Learn Serve Lead is the signature learning and networking event for professionals in academic medicine. This year’s conference includes keynotes from:

  • Amy Edmondson, PhD – Author, The Fearless Organization: Creating Psychological Safety in the Workplace for Learning, Innovation, and Growth; professor of leadership and management, Harvard Business School.
  • Jon Meacham – Presidential historian; author, The Soul of America: The Battle for Our Better Angels.
  • Bryan Stevenson, JD – Author, Just Mercy: A Story of Justice and Redemption; founder and executive director, Equal Justice Initiative.

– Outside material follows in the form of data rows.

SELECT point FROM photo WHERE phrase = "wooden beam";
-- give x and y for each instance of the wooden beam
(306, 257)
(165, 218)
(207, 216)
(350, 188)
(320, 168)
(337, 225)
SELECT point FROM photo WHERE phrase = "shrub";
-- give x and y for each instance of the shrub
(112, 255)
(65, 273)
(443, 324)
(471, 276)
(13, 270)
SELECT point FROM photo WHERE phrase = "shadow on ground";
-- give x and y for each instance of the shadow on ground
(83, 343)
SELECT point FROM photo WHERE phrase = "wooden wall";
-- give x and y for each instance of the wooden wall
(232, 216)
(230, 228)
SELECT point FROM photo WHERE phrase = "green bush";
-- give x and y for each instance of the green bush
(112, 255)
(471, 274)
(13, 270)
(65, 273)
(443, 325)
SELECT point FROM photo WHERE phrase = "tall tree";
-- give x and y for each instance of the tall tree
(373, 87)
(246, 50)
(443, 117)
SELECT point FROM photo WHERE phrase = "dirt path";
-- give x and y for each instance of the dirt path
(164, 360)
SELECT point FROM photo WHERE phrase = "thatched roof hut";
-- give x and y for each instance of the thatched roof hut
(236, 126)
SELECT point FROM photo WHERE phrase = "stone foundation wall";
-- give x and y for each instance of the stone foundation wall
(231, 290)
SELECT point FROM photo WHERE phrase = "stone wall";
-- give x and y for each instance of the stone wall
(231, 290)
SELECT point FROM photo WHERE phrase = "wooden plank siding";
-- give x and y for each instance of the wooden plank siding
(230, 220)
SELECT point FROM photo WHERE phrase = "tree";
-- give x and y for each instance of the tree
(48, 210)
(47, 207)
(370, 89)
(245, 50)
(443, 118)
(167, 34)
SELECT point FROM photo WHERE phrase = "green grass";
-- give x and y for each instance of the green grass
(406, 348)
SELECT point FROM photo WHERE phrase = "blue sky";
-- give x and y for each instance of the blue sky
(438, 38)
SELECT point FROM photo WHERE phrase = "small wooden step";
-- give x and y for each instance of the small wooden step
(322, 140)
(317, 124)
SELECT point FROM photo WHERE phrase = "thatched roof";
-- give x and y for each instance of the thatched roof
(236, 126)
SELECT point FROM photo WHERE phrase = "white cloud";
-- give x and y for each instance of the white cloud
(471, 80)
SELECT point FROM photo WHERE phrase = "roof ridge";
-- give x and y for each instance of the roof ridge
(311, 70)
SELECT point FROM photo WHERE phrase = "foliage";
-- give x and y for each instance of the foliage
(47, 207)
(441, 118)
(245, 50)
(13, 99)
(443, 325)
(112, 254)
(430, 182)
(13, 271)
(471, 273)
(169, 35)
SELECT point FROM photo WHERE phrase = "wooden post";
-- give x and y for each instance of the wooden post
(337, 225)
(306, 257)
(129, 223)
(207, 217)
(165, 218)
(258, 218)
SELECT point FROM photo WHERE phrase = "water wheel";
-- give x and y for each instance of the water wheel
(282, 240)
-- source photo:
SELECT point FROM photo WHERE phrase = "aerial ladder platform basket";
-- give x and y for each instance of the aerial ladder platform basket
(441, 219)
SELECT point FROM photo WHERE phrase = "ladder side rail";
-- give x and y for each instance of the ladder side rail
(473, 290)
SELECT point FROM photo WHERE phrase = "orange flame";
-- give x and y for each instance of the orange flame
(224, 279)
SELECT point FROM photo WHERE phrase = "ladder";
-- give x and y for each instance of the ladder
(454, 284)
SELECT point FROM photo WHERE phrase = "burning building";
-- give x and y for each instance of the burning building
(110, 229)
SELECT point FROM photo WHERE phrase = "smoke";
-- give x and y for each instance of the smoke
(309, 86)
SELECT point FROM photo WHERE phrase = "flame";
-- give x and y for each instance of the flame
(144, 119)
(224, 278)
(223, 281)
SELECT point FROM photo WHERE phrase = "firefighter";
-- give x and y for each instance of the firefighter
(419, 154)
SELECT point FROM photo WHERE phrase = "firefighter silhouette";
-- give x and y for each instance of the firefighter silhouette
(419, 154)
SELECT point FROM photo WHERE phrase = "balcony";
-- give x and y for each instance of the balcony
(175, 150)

Topic areas highlighted during discussions include:

  • Addressing the Opioid Crisis – The academic medicine community is addressing the opioid epidemic with new approaches to substance abuse education, pain management training and pioneering research toward new treatments.
  • Diversity and Inclusion – Academic medicine is training an inclusive and culturally competent health and biomedical workforce that is culturally responsive and equipped to provide quality care in a multicultural society.
  • Gender Bias and Harassment – Leaders in academic medicine are working to address gender bias, salary equity and sexual harassment in the learning and clinical environments.
  • Health Equity and the Social Determinants of Health – Learn how medical schools and teaching hospitals are striving to address health care disparities, gun violence, racism and other pervasive social issues.

About the College

Founded in 2007, the University of Arizona College of Medicine – Phoenix inspires and trains exemplary physicians, scientists and leaders to optimize health and health care in Arizona and beyond. By cultivating collaborative research locally and globally, the college accelerates discovery in a number of critical areas — including cancer, stroke, traumatic brain injury and cardiovascular disease. Championed as a student-centric campus, the college has graduated 593 physicians, all of whom received exceptional training from nine clinical partners and more than 2,400 diverse faculty members. As the anchor to the Phoenix Biomedical Campus, which is projected to have an economic impact of $3.1 billion by 2025, the college prides itself on engaging with the community, fostering education, inclusion, access and advocacy.